とはいえ、服はこれ以上削れないし、もう少し大きなトランクにすべきだろうか。私の考えが伝わったのか、ミスターが本日何度目かの溜息を零した。
「だってミスター、明日は暖かくなるそうですけど、明後日はまた寒いって言うんですよ」
口を尖らせる気分で私がそう言えば、ミスターはがっくり肩を落として呻く。
「薄手で行って、寒くなったら買えばいいだろ。お前金持ちなんだし」
「目的じゃない買い物で時間を潰してしまうなんて、勿体ないです」
せっかくの神様のお誘いの旅行、その上ミスターと一緒に、だなんて。こんなまたとない機会、一分一秒だって楽しまなくちゃ損じゃないですか!

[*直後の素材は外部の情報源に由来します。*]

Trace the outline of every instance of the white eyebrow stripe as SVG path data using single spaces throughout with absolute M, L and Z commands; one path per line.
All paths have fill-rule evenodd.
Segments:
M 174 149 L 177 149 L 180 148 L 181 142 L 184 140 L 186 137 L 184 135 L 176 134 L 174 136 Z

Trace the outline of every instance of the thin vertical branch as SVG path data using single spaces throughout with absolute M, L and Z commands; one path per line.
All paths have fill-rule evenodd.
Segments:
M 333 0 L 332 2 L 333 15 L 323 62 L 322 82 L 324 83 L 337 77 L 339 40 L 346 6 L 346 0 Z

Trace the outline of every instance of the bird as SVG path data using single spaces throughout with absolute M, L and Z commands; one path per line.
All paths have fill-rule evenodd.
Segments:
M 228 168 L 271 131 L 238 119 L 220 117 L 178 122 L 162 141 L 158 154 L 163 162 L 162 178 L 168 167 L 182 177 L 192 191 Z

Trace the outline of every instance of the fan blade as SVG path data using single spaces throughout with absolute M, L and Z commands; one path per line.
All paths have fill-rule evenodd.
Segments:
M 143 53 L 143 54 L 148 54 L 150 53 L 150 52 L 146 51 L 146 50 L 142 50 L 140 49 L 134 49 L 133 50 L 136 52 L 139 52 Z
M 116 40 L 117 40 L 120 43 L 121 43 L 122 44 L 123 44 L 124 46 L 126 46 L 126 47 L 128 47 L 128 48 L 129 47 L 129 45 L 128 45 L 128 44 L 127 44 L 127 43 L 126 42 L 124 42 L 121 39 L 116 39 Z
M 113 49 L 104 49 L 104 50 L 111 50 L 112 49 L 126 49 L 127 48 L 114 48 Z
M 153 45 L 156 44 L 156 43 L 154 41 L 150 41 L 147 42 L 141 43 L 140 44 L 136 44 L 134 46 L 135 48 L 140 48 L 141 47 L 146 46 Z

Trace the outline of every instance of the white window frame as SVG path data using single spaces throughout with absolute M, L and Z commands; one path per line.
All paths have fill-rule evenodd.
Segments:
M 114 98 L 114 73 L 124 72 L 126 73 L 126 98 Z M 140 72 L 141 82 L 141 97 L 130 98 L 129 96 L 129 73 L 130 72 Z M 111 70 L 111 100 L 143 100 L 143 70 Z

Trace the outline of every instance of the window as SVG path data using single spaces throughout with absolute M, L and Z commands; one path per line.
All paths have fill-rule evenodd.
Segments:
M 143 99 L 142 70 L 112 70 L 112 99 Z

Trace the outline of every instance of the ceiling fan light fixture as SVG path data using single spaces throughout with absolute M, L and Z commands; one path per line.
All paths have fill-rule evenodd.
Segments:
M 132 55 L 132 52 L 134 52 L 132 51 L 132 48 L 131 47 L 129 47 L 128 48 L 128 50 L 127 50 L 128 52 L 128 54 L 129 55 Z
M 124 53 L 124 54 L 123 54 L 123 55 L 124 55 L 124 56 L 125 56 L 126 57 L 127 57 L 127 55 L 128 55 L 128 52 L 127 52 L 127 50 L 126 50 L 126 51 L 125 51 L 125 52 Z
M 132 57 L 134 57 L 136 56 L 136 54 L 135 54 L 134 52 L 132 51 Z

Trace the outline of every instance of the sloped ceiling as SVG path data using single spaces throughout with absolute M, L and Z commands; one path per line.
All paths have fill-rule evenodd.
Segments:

そう言ったらミスターは、勝手にしろとそっぽを向いてしまったんですけれど。
(体調不良の嵐)
「37度5分」
風邪かな、と続けられたマスターの言葉に多分、とため息吐きつつ僕は体温計を睨み付けた。
どおりで上手くPSIが使えないはずだ。大した熱じゃないけど、やっぱり熱があるときはPSIのコントロールが難しい。
「その様子じゃ乱闘は難しそうだね。リュカくん、代わって貰ってもいいかな?」
「あ、はい。大丈夫です」
頷きつつも心配そうなリュカがマスターと出ていくのを見送って、僕も薬を貰って医務室を出た。部屋に戻る前に水を貰ってこないと。
「そういえば、ロイもこの間調子悪いって言ってなかった?」
「僕は熱出なかったから、大したことなかったよ」
ここのところ、寒かったり熱かったり、気温が安定しないせいで体調をみんな崩している。
先週はロイだったし、その前はフォックスだったし。体調崩してないのなんてアイクくらいじゃないかな。
まあ、でも。特にひどいのは。
「マルスも早く良くなるといいんだけど」
苦笑するロイと同じ人物を思い浮かべて、僕はマルスみたいにならないよう薬をちゃんと飲もうと思った。